Mr. Shapiro on Prof. Duffy’s latest book

http://www.ft.com/cms/s/2/71816d1c-4bdf-11de-b827-00144feabdc0.html

Via CathNews I found a review, by one James Shapiro, of Prof. Eamon Duffy’s latest book, namely Fires of Faith: Catholic England under Mary Tudor. Mr. Shapiro says that

Fires of Faith challenges the historical commonplace that by burning heretics, “the Marian church was using the wrong weapons ... in a fight it could not win”. Eamon Duffy, Cambridge professor of the history of Christianity, argues that for Catholic authorities, burnings were a way to combat heresy in England after Henry VIII broke with Rome in the 1530s, which only intensified in Edward VI’s reign. But they were also a warning to spectators that hotter hellfires awaited anyone who refused to embrace Catholicism.
Sadly, most Catholics these days would reject altogether (in contradiction of the infallible teaching of Pope Leo X in the Bull Exsurge Domine) the liciety of the practice of burning heretics. And of those who uphold the Traditional doctrine, many argue, as Mr. Shapiro indicates, that the Marian persecutions were just but imprudent, but it seems that Prof. Duffy argues that in fact the persecutions had a reasonable prospect of success.

Mr.
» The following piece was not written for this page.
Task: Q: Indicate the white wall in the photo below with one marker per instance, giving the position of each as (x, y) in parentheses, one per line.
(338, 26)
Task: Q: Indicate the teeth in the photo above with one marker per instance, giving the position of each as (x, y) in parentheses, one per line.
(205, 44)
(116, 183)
Shapiro also observes that

Fires of Faith goes a long way to overturn the conventional view that “Mary’s church was backward-looking, unimaginative, reactionary, sharing both the Queen’s bitter preoccupation with the past and her tragic sterility”.
Now I already knew that this was going to be a book that I would have to read, but then, as though to eliminate any possibility of me putting off obtaining my copy, Mr. Shapiro says

Reginald Pole is Duffy’s hero, “the invisible man of the Marian restoration”. Under his leadership, Catholic worship was re-established rapidly and efficiently. By the summer of 1558, Pole thought that the country was turning the corner, at last “beginning to recover its pure form”.
(my emphasis)
The book’s author regards Cardinal Pole as his hero? How quickly can they send me a copy?!

Reginaldvs Cantvar
Ember Friday of Pentecost, A.D. 2009

2 comments:

Anonymous said...

It is misleading to characterise the just punishment of criminals as persecution.

Cardinal Pole said...

That's a fair point, Anonymous; I had just used the term 'Marian persecutions' because that seems to be the term most widely in use among historians and I hadn't thought to contest it. Although I think that the meaning of 'persecution' is wide enough to apply to just punishment of criminals (and I certainly don't dispute that Mary I's anti-heresy policies were just), I will see about using a more suitable term in future.